Another day, another debate

Another day, another blog post on the whole why you should/shouldn’t go to graduate school. I’ve harped on this before but I am so sick of hearing people talk about graduate school as if it’s a place that is only a waste of time with no job prospects whatsoever or as if it’s a religious calling for “intellectuals.”

So a quick disclaimer: I am sure David Z. Morris has much more nuanced views than he posted on his blog. And I agree with many of his basic points. I agree that many people are too cynical in their discussions about graduate school. I agree graduate school is not inherently bad and that it can work out great for some people. Hopefully he sees this response as a lively academic debate and not a personal attack. That being said, here’s some (likely overly critical given the fact they’re based solely off a single blog post) comments.

Morris also begins with a bit of a disclaimer.

I should note two very important caveats – so important that for some readers, they will invalidate everything that follows. First, I come from a comfortable middle-class background…..Second, I went to grad school on a pretty generous fellowship.

But I’d love to know why these facts would invalidate advice about graduate school. The consideration of money is always being cast aside by the “go” crowd and overplayed by the “don’t go” crowd, but the fact is to go to graduate school you NEED to be funded. Otherwise, you’ll have massive amounts of debt, with shallow career prospects. You will never make money in graduate school like you would in another field and that’s fine for most graduate students. However, you also wouldn’t work for 6 years for free, right? So why take out loans for 6 years of school? You may be a doctor, but you won’t be working in a hospital afterward (well, maybe if you study the history of medicine). I firmly believe graduate school should not just be a place for the wealthy, but pursuing a Ph.D. without funding does nothing to solve that problem.
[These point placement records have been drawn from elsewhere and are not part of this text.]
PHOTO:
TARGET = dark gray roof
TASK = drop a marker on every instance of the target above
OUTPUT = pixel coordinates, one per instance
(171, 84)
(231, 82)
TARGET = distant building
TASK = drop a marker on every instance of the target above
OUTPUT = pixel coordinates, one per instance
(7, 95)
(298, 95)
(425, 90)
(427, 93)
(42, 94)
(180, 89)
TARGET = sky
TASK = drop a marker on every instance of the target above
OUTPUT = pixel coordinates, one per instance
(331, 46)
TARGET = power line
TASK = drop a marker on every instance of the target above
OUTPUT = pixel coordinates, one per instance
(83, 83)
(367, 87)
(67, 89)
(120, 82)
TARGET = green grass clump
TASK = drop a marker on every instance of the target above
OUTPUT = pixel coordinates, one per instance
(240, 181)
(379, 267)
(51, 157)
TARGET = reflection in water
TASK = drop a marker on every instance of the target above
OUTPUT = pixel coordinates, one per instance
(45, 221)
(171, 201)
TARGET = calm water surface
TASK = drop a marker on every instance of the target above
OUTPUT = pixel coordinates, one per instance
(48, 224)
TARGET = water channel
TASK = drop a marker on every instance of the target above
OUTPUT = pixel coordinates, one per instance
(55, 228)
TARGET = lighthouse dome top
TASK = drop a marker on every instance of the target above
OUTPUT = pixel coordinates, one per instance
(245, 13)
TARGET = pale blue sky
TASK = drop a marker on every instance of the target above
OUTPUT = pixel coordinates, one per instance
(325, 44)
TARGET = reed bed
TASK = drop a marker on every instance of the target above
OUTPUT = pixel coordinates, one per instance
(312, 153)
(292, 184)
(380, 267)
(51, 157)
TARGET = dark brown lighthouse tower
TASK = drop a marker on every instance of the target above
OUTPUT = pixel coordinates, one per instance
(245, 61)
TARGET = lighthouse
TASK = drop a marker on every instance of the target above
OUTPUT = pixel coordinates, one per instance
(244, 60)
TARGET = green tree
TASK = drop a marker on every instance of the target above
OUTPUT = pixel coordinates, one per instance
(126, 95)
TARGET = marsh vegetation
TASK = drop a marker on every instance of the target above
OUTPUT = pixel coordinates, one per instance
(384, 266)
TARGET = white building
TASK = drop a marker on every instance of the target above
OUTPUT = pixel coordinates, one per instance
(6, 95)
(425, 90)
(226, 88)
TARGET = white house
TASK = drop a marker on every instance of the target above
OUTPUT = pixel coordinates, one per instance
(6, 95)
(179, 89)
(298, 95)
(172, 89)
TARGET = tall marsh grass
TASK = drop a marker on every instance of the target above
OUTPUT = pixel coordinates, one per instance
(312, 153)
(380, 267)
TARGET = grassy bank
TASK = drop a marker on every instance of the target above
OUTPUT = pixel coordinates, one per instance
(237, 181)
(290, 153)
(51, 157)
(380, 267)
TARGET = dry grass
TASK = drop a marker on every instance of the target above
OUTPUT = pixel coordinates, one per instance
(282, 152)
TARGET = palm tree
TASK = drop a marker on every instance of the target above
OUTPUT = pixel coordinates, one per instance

Getting to the reasons why you should go, though. Morris says that you should go to graduate school if you love to read, write, and debate. But let’s not pretend academia is the only place these things happen. Reading, writing, and debating make up substantial portions of many other professions. I have many friends more talented and intelligent than me that easily could have attended and thrived in graduate school. Instead, they are thriving in other professions in which I am sure they still read, write, and debate. If these are your top three reasons for attending graduate school, you may want to do more research on other job opportunities.

More importantly, the last two reasons, “You Participate in the Happy Delusion that Intellectual Work Matters” and “You Should Go To Graduate School if You Are an Intellectual” continue to build a idyllic image of graduate school as safe haven for intellectuals outside of the “real world.” Why sugar coat the fact that graduate school is a job? A job with low pay, lots of deadlines, and many long nights. Perhaps Morris finds it helpful to scare away potential graduate students with statements like:

If you’ve seriously considered any other options on your way to choosing an academic career, the chances are good you’ve made the wrong choice.

but it is this kind of “academic or bust” thinking that hinders Ph.D.s from adequately preparing themselves for the statistically likely fact that they will not get a tenure track position at a research university. Perpetuating this notion of academic exceptionalism doesn’t provide any real substance to the tough conversation about the future of graduate education.

I’m in a Ph.D. program so I do still think there is worth in obtaining the degree. I also find that the graduate school life fits my personality quite well and I am happy with my life despite the fact there are many things not to enjoy (lots of work, little pay, etc). However, even though I believe I made a good decision going to graduate school, I am not under the impression that it was the one and only right choice. I am sure I could have found another job that I enjoyed. It may have been a different sort of enjoyment, like the kind where you actually have nights and weekends free of work and deadlines, but you have to work from 9-5 during the week. I just don’t think that admitting this reality makes me any less of an intellectual.